No thanks, I thought. Moving on away and from the Screen. I wanted some distance. Londoners wouldn’t pay much attention to the screen. Wouldn’t even register it. But tourists and visitors would. Not used to seeing such giant screens. I walked on at a brisk London pace, as Ray advised me to “. …Bet responsibly.”

The place I wanted wasn’t far up ahead. I could see the flashing sign, even though it was bright sunlight. The Megastop.

Though everyone called it the Cantina.

Mos Eisley

“You will never find a more wretched hive of scum and villainy.”

If you ignored the House of Commons.

* * *

The Cafe was busy, which was good. It was a big place, over several floors. So it took a lot of people to make it seem busy.

I ordered from a screen and took a seat by the back wall of the ground floor. So I could observe without being observed from behind.

Bill Quango MP, Going Postal
Image by Markus Spiske from Pixabay

I wasn’t worried about CCTV in here. They had to have it. It was the law. All public places had CCTV. And over a certain size, they must be remotely monitored by police or agencies.

This place was just outside the mayor’s camera free zone. So there were hundreds of cameras along the edges. I’d made sure to keep my head well down and looking to the right as I’d timed the traffic lights to move quickly from the CCTV free, to the policed zone. I knew exactly where the cameras were on Tottenham Court road. I’d worked from them many times. The one on the Flying Horse was the newest.

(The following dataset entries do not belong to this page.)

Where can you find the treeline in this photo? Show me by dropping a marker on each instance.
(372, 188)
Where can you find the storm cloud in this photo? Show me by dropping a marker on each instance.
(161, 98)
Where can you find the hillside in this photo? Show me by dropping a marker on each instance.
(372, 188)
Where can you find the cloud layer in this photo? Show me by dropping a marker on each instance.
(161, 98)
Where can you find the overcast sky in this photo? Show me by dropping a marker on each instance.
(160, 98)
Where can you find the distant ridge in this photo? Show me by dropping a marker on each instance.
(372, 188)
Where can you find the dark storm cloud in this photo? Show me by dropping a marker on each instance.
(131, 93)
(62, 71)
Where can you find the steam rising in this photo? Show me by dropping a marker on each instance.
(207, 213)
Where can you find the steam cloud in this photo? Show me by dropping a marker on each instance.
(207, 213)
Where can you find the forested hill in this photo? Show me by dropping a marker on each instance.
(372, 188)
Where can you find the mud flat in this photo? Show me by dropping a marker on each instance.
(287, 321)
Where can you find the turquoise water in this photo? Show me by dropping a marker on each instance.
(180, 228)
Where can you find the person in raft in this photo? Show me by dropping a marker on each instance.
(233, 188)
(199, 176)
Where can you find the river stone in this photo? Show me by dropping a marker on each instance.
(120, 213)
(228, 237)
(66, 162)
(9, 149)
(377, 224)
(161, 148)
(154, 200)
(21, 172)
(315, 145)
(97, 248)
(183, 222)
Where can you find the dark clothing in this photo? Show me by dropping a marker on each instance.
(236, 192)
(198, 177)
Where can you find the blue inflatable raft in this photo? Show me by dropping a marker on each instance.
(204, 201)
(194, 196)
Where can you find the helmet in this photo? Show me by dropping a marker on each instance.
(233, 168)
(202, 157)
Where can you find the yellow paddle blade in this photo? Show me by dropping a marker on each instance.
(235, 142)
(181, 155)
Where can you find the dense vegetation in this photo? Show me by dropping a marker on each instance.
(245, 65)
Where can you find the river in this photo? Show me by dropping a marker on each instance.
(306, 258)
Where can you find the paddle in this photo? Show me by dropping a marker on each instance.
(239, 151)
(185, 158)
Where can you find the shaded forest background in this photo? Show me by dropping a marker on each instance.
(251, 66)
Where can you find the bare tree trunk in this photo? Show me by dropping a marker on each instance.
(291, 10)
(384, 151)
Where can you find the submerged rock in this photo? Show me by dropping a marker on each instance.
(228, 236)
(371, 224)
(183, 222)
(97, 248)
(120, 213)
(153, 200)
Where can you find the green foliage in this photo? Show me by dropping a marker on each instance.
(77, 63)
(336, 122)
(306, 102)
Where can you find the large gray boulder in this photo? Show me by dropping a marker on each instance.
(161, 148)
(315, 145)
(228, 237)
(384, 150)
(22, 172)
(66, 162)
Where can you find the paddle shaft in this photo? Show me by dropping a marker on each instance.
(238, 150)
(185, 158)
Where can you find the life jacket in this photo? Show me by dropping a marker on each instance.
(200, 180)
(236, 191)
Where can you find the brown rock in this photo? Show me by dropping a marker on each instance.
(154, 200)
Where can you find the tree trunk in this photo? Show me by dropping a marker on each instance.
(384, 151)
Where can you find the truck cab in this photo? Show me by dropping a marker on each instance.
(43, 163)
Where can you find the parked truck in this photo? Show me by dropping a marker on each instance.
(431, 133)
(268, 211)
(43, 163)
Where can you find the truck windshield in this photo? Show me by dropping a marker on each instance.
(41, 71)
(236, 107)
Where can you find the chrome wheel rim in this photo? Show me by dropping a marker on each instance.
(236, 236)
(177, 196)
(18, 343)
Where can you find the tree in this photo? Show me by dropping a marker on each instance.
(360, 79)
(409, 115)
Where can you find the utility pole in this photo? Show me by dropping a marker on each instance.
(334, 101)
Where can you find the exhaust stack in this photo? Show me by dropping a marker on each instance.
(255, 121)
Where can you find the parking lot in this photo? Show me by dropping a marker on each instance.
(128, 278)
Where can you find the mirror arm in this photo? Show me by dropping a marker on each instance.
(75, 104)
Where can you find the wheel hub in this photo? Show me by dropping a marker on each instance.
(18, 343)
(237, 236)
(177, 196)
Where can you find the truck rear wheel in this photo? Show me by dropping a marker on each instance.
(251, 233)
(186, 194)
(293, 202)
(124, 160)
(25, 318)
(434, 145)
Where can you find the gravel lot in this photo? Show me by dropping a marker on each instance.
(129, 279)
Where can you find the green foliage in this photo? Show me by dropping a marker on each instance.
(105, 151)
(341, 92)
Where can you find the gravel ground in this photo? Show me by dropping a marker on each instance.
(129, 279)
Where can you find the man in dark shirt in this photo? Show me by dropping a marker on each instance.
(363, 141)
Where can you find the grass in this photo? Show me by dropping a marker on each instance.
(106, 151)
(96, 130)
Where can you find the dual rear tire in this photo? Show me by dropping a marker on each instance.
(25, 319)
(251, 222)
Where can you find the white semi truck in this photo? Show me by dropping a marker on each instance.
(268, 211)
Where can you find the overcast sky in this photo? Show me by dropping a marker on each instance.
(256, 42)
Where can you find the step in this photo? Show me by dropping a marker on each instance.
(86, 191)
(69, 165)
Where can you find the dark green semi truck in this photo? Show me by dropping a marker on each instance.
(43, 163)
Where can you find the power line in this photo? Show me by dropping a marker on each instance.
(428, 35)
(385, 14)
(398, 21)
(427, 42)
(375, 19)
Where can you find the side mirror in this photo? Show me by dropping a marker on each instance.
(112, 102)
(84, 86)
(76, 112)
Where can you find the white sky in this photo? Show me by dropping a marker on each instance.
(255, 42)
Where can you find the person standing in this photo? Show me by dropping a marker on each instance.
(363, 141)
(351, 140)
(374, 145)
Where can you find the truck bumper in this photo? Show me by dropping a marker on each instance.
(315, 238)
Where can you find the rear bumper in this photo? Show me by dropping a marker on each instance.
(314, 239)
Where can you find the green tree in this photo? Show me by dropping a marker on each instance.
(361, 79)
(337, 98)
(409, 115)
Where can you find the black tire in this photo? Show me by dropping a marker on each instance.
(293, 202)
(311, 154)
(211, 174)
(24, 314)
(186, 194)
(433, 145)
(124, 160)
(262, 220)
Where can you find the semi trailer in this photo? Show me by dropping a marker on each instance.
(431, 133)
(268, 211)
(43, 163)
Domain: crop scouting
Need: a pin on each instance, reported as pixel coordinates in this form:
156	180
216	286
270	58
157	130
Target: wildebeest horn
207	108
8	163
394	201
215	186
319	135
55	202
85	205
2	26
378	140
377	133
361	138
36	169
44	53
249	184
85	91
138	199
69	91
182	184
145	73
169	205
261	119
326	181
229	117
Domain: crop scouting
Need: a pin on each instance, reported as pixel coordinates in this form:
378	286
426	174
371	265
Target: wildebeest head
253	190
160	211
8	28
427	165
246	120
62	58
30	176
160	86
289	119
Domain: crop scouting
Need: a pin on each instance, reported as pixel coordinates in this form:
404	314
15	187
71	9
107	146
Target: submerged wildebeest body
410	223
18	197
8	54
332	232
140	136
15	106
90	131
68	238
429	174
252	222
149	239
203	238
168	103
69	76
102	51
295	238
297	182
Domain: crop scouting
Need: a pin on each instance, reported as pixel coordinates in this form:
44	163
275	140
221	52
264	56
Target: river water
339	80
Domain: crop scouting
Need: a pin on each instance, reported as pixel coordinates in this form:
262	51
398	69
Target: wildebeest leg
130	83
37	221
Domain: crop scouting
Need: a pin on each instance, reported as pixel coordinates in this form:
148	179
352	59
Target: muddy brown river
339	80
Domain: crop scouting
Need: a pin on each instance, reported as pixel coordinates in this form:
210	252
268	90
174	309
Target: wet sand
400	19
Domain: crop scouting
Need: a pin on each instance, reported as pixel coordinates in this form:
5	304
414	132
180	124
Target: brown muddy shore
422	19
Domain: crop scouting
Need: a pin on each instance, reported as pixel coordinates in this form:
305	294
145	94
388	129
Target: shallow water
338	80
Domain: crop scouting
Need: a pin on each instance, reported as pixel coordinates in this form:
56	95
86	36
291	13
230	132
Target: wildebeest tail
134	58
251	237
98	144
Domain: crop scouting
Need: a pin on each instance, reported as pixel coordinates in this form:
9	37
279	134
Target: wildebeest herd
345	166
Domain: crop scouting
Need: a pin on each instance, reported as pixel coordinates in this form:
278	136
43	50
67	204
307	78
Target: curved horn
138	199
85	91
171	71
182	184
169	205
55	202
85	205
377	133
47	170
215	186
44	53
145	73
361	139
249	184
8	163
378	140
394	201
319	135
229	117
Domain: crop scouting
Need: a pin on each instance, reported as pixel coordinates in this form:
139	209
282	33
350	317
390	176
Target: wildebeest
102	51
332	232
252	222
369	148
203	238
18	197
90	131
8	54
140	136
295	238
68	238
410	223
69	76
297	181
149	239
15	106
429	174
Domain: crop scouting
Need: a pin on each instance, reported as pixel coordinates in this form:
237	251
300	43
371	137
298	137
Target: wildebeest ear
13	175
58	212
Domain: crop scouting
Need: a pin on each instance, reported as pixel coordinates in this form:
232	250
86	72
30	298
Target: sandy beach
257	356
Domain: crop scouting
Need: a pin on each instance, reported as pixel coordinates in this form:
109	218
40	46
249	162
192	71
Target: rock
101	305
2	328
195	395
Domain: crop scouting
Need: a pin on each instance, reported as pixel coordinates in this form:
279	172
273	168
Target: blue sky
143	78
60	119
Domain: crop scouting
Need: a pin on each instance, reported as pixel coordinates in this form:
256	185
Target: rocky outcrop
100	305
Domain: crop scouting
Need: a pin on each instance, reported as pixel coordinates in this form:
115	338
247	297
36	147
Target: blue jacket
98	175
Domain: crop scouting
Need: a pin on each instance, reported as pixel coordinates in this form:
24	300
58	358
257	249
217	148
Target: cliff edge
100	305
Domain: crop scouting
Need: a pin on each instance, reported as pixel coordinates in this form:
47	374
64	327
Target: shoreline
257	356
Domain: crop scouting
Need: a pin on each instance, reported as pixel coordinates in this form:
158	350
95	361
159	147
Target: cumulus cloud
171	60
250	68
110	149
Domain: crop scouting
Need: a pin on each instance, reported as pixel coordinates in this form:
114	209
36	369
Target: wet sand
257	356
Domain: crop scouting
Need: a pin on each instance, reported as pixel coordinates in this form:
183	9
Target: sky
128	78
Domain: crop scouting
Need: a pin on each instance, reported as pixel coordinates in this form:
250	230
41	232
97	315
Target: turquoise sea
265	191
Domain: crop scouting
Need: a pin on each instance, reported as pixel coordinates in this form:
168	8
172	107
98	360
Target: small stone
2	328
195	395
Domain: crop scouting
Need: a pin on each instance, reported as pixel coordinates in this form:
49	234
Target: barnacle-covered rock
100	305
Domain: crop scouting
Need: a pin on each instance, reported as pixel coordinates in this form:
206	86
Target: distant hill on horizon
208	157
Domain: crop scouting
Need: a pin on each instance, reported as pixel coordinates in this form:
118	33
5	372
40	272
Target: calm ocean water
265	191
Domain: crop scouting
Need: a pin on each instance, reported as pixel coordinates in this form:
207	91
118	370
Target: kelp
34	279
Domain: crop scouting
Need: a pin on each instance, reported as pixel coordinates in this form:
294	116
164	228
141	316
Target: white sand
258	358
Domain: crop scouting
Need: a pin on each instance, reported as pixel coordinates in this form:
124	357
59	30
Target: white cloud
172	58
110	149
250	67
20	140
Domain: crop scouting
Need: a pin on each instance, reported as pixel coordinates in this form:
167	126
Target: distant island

In here, there was very good surveillance equipment. As the law insisted every public place must have.

However, there was always an issue with it.

A carelessly placed box on a shelf blocked the lens. A fast growing fern in a pot shot up to block out another. A bunch of helium balloons floated up to the ceiling, and blocked yet another. Always some problem at The Cantina. Some ‘unforeseeable accident’ that meant their CCTV records were never, ever, worth viewing.

My coffee arrived. A very bored waitress dropped it off her tray at my table. Without a comment. I was hoping to find what I wanted in this place. What I wanted was a people smuggler.

I could see plenty of likely looking types in here already. But I wanted a particular smuggler. One that wouldn’t double cross me.

I could hand over the cash in my jacket pocket, and they’d turn me in at the first customs E-checkstop and pocket any reward too.

I scanned the rooms. There were all sorts in here. A man was chatting up a woman.
His mates looking on, smiling. He was looking pleased with himself. Felt he was making some progress with the pretty lady. Possibly didn’t realise she was a prostitute.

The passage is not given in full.